It takes a village to produce a world-class athlete, who needs a well-oiled team of experts to deliver a winning performance in international tournaments like the Olympic Games.
Just ask the Philippine Sports Commission and the Philippine Olympic Committee.
The PSC calls it the “Hidilyn Model,” wherein its board approved a support team for Hidilyn Diaz after her silver medal in the 2016 Rio Olympics.
“We have limited resources, but we saw her potential so we took the chance,” said Ramirez when the PSC gave its approval to hire for Diaz a foreign coach, strength and conditioning coach, masseuse, sports psychologist and a sports nutritionist, collectively known as Team HD.
The result was the Philippines’ first-ever gold medal in the Olympiad, courtesy of Diaz in the 55kg weightlifting competitions of the Tokyo games.
Ramirez and the PSC board of commissioners provided the same support, based on their submitted requirements, for gymnast Caloy Yulo, pole vaulter EJ Obiena and judoka Kiyomi Watanabe, among others.
“I have always said, experience is an advantage. Hidilyn took four Olympic cycles to finally attain her golden dream,” said the sports chief, whose own experience as a two-term Chairman of the PSC helped him lead effectively.
POC president Abraham “Bambol” Tolentino also stressed the importance of having such a group of experts backing up athletes during international competitions.
“Kagaya kay Hidilyn, nasa backroom ang labanan,” said Tolentino, referring to Team HD, which includes Diaz’s Chinese coach Gao Kaiwen, strength and conditioning specialist Julius Naranjo, sports nutritionist Jeaneth Aro and sports psychologist Dr. Karen Trinidad.
The POC chief said it was not only Diaz which had support groups that are helping them.
“May nakatutok sa kanila na mga psychologists at doktor. Hindi naman sila pinababayaan,” added Tolentino.
Support groups will also play an important role in the campaigns of golfers Juvic Pagunsan, Yuka Saso and Bianca Pagdanganan.
The needs of Obiena and sprinter Kristina Knott will also be addressed in their competitions in athletics.

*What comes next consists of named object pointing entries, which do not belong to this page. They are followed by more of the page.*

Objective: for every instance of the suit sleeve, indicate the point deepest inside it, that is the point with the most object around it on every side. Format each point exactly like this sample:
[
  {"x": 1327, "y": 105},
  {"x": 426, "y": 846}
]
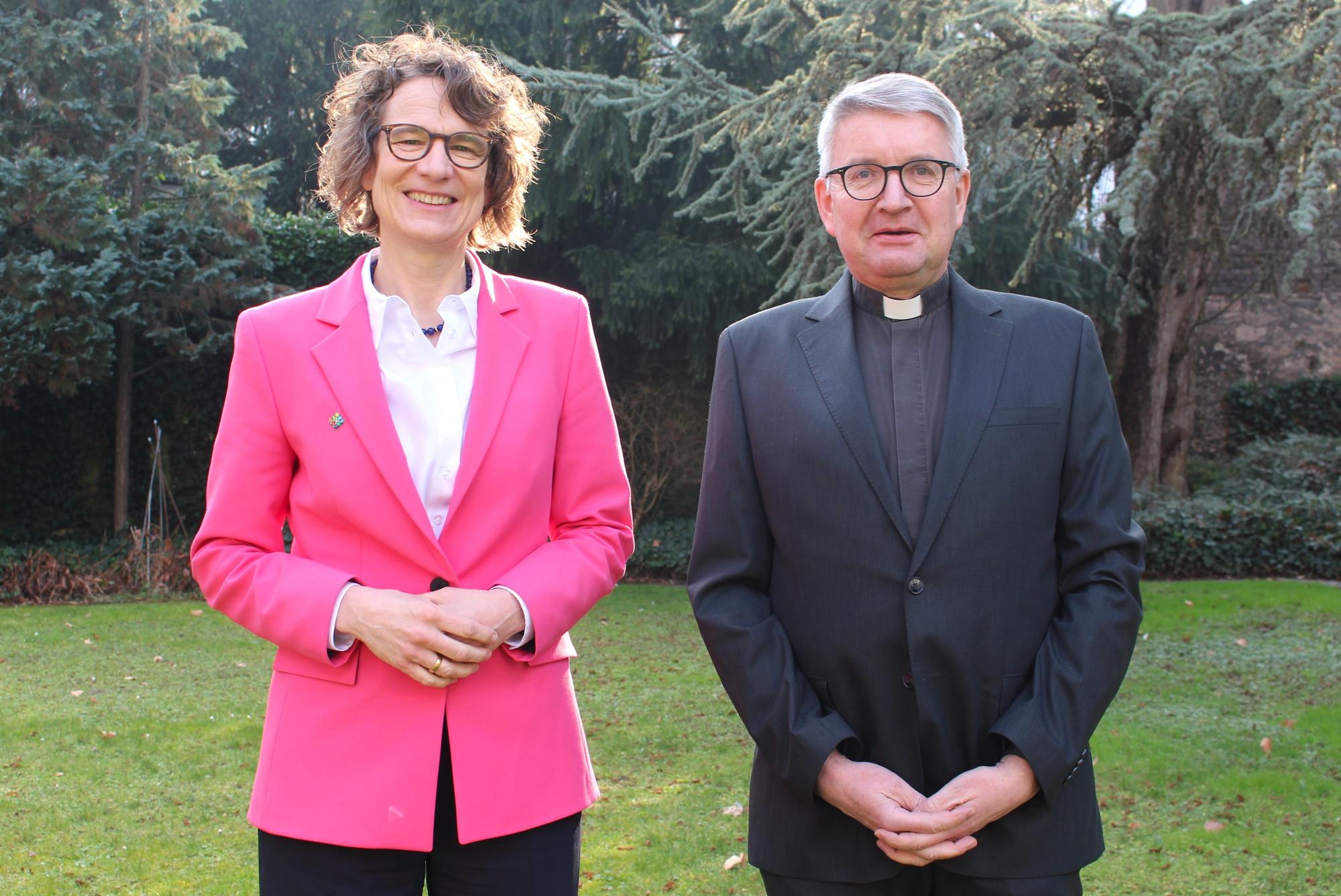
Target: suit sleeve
[
  {"x": 238, "y": 556},
  {"x": 1084, "y": 656},
  {"x": 730, "y": 570},
  {"x": 591, "y": 517}
]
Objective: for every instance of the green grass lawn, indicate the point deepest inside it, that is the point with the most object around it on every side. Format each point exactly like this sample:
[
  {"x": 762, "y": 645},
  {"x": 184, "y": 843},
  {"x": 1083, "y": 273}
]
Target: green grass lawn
[{"x": 129, "y": 734}]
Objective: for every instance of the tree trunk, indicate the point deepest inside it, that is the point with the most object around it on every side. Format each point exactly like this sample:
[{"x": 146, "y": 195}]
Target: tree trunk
[
  {"x": 1157, "y": 389},
  {"x": 125, "y": 326},
  {"x": 125, "y": 371}
]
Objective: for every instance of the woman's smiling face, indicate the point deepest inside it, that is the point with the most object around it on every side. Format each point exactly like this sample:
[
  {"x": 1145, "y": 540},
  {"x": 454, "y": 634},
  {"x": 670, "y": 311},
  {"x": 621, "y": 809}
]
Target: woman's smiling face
[{"x": 430, "y": 203}]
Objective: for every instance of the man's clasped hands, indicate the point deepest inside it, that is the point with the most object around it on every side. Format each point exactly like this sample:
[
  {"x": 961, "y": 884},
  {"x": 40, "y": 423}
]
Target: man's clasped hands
[{"x": 914, "y": 829}]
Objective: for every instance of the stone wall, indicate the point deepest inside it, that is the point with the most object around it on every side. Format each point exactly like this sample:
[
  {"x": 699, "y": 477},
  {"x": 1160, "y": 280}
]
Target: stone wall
[{"x": 1264, "y": 338}]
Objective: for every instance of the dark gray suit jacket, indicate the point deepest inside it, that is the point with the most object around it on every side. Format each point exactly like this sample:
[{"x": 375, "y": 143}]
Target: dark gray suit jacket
[{"x": 1009, "y": 623}]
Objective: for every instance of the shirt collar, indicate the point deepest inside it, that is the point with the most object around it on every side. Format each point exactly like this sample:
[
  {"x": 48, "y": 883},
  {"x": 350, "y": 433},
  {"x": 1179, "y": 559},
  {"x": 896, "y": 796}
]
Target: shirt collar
[
  {"x": 874, "y": 302},
  {"x": 379, "y": 301}
]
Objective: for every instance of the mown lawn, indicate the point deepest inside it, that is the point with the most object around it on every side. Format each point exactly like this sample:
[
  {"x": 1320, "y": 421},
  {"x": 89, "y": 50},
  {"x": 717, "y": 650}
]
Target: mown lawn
[{"x": 129, "y": 731}]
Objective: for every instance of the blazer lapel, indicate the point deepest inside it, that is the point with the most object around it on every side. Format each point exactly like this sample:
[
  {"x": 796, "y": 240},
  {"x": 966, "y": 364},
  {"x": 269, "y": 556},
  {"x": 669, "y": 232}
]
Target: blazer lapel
[
  {"x": 349, "y": 363},
  {"x": 980, "y": 341},
  {"x": 498, "y": 356},
  {"x": 831, "y": 350}
]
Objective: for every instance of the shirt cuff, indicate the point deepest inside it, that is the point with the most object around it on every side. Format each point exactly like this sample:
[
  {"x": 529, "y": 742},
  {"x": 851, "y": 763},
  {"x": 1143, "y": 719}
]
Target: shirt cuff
[
  {"x": 529, "y": 629},
  {"x": 339, "y": 640}
]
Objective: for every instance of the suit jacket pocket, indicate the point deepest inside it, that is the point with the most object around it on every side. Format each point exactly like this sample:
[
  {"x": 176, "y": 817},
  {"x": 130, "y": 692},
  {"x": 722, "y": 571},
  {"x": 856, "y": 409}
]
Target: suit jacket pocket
[
  {"x": 1025, "y": 416},
  {"x": 298, "y": 664}
]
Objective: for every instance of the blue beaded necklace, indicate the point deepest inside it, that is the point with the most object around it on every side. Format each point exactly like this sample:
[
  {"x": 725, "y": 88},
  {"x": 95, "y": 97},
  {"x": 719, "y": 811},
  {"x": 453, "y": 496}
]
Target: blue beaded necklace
[{"x": 431, "y": 332}]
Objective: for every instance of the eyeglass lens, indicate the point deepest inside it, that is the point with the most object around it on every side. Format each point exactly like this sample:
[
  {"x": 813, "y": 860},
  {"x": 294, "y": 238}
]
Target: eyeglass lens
[
  {"x": 412, "y": 143},
  {"x": 919, "y": 179}
]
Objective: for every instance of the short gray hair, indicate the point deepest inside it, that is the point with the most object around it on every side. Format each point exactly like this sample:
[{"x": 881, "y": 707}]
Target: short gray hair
[{"x": 899, "y": 94}]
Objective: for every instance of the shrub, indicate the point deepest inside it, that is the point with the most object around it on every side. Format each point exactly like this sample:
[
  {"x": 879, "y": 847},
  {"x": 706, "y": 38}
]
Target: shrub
[
  {"x": 1275, "y": 534},
  {"x": 61, "y": 572},
  {"x": 662, "y": 550},
  {"x": 309, "y": 250},
  {"x": 1269, "y": 411}
]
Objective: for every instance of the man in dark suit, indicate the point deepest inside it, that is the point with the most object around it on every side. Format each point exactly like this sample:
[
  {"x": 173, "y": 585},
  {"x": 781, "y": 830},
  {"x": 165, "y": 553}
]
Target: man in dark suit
[{"x": 915, "y": 565}]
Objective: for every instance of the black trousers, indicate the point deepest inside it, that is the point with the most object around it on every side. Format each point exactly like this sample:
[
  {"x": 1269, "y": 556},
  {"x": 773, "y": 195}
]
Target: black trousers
[
  {"x": 931, "y": 880},
  {"x": 541, "y": 861}
]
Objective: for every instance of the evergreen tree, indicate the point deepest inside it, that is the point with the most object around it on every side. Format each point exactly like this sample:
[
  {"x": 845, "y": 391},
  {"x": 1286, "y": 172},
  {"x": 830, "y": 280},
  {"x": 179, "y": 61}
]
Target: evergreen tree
[
  {"x": 1171, "y": 140},
  {"x": 121, "y": 226}
]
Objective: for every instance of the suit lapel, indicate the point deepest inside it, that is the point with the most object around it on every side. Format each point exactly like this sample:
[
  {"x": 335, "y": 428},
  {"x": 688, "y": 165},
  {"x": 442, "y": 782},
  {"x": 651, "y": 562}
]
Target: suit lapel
[
  {"x": 831, "y": 349},
  {"x": 980, "y": 342},
  {"x": 349, "y": 363},
  {"x": 498, "y": 356}
]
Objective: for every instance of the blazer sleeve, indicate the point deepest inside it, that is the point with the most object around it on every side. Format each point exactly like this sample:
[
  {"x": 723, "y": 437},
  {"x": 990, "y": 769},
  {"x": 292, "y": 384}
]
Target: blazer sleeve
[
  {"x": 238, "y": 557},
  {"x": 730, "y": 570},
  {"x": 1084, "y": 656},
  {"x": 591, "y": 515}
]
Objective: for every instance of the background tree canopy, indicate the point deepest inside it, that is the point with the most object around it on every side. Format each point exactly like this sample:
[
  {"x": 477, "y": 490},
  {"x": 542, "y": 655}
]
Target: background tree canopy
[{"x": 154, "y": 155}]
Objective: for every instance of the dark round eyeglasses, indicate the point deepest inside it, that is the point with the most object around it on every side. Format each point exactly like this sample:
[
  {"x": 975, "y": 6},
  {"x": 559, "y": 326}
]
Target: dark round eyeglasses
[
  {"x": 921, "y": 178},
  {"x": 411, "y": 143}
]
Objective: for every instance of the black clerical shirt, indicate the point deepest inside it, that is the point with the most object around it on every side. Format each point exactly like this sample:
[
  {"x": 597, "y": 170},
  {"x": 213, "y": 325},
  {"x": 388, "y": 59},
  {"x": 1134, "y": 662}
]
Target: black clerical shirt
[{"x": 906, "y": 369}]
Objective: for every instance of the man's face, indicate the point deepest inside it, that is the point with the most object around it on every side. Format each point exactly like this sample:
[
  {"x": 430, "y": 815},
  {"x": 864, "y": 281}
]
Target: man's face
[{"x": 895, "y": 243}]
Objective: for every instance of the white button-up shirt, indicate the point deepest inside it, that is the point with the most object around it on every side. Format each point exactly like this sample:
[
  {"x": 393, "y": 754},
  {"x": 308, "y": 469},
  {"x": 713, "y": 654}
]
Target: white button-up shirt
[{"x": 428, "y": 392}]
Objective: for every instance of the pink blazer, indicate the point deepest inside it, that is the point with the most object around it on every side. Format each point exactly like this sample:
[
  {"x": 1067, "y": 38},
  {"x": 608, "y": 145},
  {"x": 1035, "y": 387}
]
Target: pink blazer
[{"x": 351, "y": 746}]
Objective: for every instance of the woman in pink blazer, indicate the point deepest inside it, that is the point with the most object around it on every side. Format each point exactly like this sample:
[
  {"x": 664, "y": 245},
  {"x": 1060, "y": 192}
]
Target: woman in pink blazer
[{"x": 441, "y": 440}]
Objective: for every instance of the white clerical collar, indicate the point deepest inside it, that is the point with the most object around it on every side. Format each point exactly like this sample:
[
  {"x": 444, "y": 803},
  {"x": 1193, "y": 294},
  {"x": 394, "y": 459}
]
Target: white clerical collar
[{"x": 903, "y": 309}]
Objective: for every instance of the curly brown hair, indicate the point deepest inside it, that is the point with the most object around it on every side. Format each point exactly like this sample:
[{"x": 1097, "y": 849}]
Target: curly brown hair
[{"x": 479, "y": 89}]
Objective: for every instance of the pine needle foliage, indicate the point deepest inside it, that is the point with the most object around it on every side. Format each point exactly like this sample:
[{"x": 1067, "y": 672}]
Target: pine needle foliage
[
  {"x": 121, "y": 226},
  {"x": 1157, "y": 144}
]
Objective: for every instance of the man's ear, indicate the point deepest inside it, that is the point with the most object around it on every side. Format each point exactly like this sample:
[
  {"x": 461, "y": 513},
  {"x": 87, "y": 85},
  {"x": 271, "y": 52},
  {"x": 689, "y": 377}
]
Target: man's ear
[
  {"x": 825, "y": 203},
  {"x": 962, "y": 187}
]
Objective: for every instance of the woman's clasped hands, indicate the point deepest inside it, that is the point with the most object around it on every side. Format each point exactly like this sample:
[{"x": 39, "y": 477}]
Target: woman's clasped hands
[{"x": 436, "y": 637}]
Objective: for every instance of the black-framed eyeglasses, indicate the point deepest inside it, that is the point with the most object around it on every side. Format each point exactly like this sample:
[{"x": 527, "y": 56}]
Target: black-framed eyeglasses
[
  {"x": 411, "y": 143},
  {"x": 921, "y": 178}
]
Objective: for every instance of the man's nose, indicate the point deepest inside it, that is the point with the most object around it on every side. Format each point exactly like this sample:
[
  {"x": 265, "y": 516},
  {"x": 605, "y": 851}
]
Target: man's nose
[{"x": 894, "y": 195}]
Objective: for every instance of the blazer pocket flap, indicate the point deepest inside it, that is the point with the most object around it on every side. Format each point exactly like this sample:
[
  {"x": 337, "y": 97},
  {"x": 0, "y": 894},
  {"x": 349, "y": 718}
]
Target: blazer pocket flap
[
  {"x": 1025, "y": 416},
  {"x": 563, "y": 649},
  {"x": 298, "y": 664}
]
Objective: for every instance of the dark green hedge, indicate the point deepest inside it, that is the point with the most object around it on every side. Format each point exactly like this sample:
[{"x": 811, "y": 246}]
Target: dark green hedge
[
  {"x": 309, "y": 250},
  {"x": 1271, "y": 411},
  {"x": 662, "y": 550}
]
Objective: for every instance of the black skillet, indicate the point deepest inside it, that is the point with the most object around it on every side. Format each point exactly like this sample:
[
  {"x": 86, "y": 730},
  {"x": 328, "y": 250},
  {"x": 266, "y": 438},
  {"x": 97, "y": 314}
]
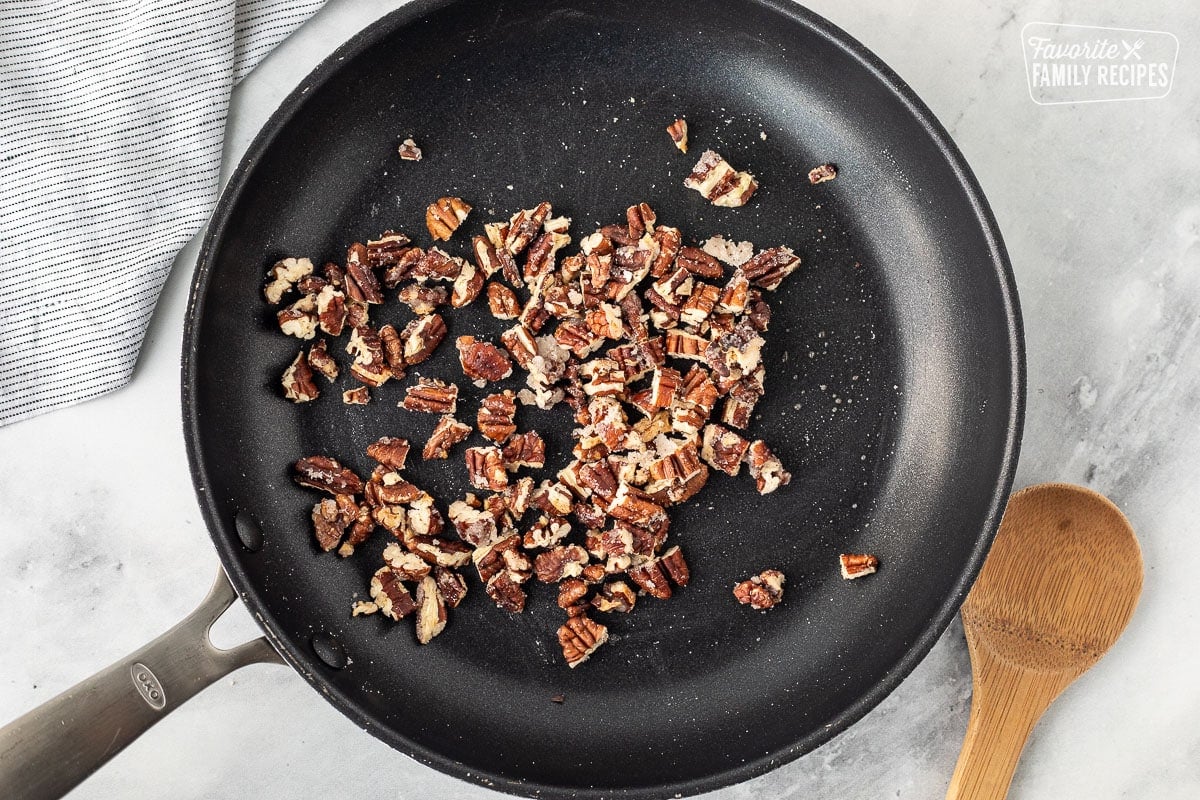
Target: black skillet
[{"x": 895, "y": 384}]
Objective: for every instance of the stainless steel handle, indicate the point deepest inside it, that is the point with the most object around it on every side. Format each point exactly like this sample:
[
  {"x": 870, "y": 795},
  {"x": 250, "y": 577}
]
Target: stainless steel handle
[{"x": 52, "y": 749}]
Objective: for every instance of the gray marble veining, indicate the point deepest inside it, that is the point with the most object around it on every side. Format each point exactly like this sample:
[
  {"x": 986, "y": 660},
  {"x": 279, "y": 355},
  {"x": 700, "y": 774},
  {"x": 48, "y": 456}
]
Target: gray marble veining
[{"x": 101, "y": 543}]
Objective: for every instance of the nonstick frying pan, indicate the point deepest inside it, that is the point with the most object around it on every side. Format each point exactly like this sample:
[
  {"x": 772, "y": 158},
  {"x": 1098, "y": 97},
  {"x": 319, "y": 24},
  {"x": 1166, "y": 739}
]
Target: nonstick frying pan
[{"x": 895, "y": 384}]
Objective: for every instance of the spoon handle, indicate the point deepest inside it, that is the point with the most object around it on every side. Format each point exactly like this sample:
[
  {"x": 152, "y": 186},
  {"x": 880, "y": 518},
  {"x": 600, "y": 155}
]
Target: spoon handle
[{"x": 1007, "y": 702}]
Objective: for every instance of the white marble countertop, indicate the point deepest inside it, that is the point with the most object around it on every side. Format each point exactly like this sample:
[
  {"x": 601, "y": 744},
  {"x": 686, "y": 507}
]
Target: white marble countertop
[{"x": 102, "y": 545}]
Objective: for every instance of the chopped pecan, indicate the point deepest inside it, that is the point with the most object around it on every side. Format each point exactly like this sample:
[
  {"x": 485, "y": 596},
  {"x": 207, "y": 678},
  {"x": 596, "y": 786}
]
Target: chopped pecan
[
  {"x": 444, "y": 216},
  {"x": 283, "y": 275},
  {"x": 485, "y": 468},
  {"x": 483, "y": 361},
  {"x": 431, "y": 396},
  {"x": 408, "y": 566},
  {"x": 331, "y": 310},
  {"x": 580, "y": 637},
  {"x": 766, "y": 468},
  {"x": 771, "y": 266},
  {"x": 298, "y": 383},
  {"x": 821, "y": 174},
  {"x": 467, "y": 287},
  {"x": 390, "y": 595},
  {"x": 762, "y": 591},
  {"x": 525, "y": 450},
  {"x": 409, "y": 151},
  {"x": 325, "y": 474},
  {"x": 358, "y": 271},
  {"x": 615, "y": 596},
  {"x": 321, "y": 361},
  {"x": 719, "y": 182},
  {"x": 723, "y": 449},
  {"x": 678, "y": 133},
  {"x": 682, "y": 344},
  {"x": 450, "y": 584},
  {"x": 370, "y": 364},
  {"x": 696, "y": 262},
  {"x": 523, "y": 227},
  {"x": 389, "y": 451},
  {"x": 331, "y": 517},
  {"x": 502, "y": 301},
  {"x": 393, "y": 350},
  {"x": 651, "y": 577},
  {"x": 423, "y": 299},
  {"x": 562, "y": 561},
  {"x": 421, "y": 337},
  {"x": 857, "y": 565},
  {"x": 547, "y": 531},
  {"x": 300, "y": 318},
  {"x": 431, "y": 614},
  {"x": 445, "y": 434},
  {"x": 496, "y": 415}
]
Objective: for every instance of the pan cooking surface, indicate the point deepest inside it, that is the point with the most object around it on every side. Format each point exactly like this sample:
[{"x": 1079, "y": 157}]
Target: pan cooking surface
[{"x": 894, "y": 379}]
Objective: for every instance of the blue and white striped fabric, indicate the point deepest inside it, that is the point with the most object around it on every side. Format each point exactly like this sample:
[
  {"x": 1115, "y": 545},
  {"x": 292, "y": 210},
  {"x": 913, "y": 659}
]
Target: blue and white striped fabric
[{"x": 112, "y": 121}]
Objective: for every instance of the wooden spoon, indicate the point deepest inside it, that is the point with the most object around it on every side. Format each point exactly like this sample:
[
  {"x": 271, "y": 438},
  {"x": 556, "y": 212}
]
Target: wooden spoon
[{"x": 1056, "y": 591}]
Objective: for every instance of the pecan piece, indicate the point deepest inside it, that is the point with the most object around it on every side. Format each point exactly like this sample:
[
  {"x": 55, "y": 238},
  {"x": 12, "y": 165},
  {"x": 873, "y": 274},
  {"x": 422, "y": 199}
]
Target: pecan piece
[
  {"x": 562, "y": 561},
  {"x": 389, "y": 451},
  {"x": 325, "y": 474},
  {"x": 444, "y": 216},
  {"x": 431, "y": 396},
  {"x": 580, "y": 637},
  {"x": 771, "y": 266},
  {"x": 766, "y": 468},
  {"x": 331, "y": 310},
  {"x": 445, "y": 434},
  {"x": 485, "y": 468},
  {"x": 762, "y": 591},
  {"x": 525, "y": 450},
  {"x": 423, "y": 299},
  {"x": 390, "y": 595},
  {"x": 678, "y": 133},
  {"x": 502, "y": 301},
  {"x": 723, "y": 449},
  {"x": 450, "y": 584},
  {"x": 483, "y": 361},
  {"x": 431, "y": 614},
  {"x": 821, "y": 174},
  {"x": 496, "y": 416},
  {"x": 421, "y": 337},
  {"x": 857, "y": 565},
  {"x": 409, "y": 151},
  {"x": 331, "y": 517},
  {"x": 283, "y": 275},
  {"x": 321, "y": 361},
  {"x": 298, "y": 383},
  {"x": 467, "y": 287},
  {"x": 719, "y": 182},
  {"x": 651, "y": 577},
  {"x": 358, "y": 271},
  {"x": 615, "y": 596},
  {"x": 300, "y": 318}
]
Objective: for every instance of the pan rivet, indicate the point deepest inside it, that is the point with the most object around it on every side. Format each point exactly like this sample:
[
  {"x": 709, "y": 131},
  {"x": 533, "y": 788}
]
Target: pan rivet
[
  {"x": 329, "y": 650},
  {"x": 249, "y": 531}
]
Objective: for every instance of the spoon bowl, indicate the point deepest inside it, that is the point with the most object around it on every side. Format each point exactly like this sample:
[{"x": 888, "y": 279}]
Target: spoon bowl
[{"x": 1056, "y": 591}]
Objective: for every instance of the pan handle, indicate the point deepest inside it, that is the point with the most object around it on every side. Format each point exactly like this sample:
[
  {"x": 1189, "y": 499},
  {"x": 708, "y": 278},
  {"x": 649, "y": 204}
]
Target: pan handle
[{"x": 52, "y": 749}]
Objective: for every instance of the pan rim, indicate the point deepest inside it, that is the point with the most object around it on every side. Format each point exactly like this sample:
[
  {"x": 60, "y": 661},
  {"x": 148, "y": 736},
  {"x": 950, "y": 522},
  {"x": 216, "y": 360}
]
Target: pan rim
[{"x": 309, "y": 666}]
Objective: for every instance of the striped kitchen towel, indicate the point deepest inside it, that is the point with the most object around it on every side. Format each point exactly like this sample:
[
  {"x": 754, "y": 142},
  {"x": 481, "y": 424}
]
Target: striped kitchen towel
[{"x": 112, "y": 120}]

The PSC has quietly supported the national team, spending around 2.7 billion to cover its expenses, such as foreign exposures, trainings, equipment, meals supplies and allowances. Ramirez disclosed that looking forward to the 2024 Paris Olympics now becomes a rosier picture to look forward to. By then we would have a more mature team to field.
“I think it gives everyone a more impetus to plan and start their preparations,” said Ramirez, smiling “pero dito muna tayo, savor the moment and keep praying for more moments of victories for our athletes and the Filipino people.”
After the Tokyo Olympics, though, the PSC wants to buckle down to work by creating a playbook, some sort of a blueprint on how to prepare athletes for the Olympiad.
“Gagawin namin ang playbook. These are plans towards the Olympics in Paris, Los Angeles and Brisbane,” said Ramirez.
The PSC chief said he and members of the board will deliberate on the playbook in the coming weeks. This will serve as a direction for athletes, coaches, the national sports associations and the private sponsors in their efforts to assist the government agency prepare for major international competitions.
The PSC chief explained that the playbook will be for the next leaders of the government sports agency to deal with, when the administration changes in the next nine months.
“Kung hindi namin gagawin ito, baka magkaroon ng problema. So it will be an important blueprint for the coming administration,” said Ramirez.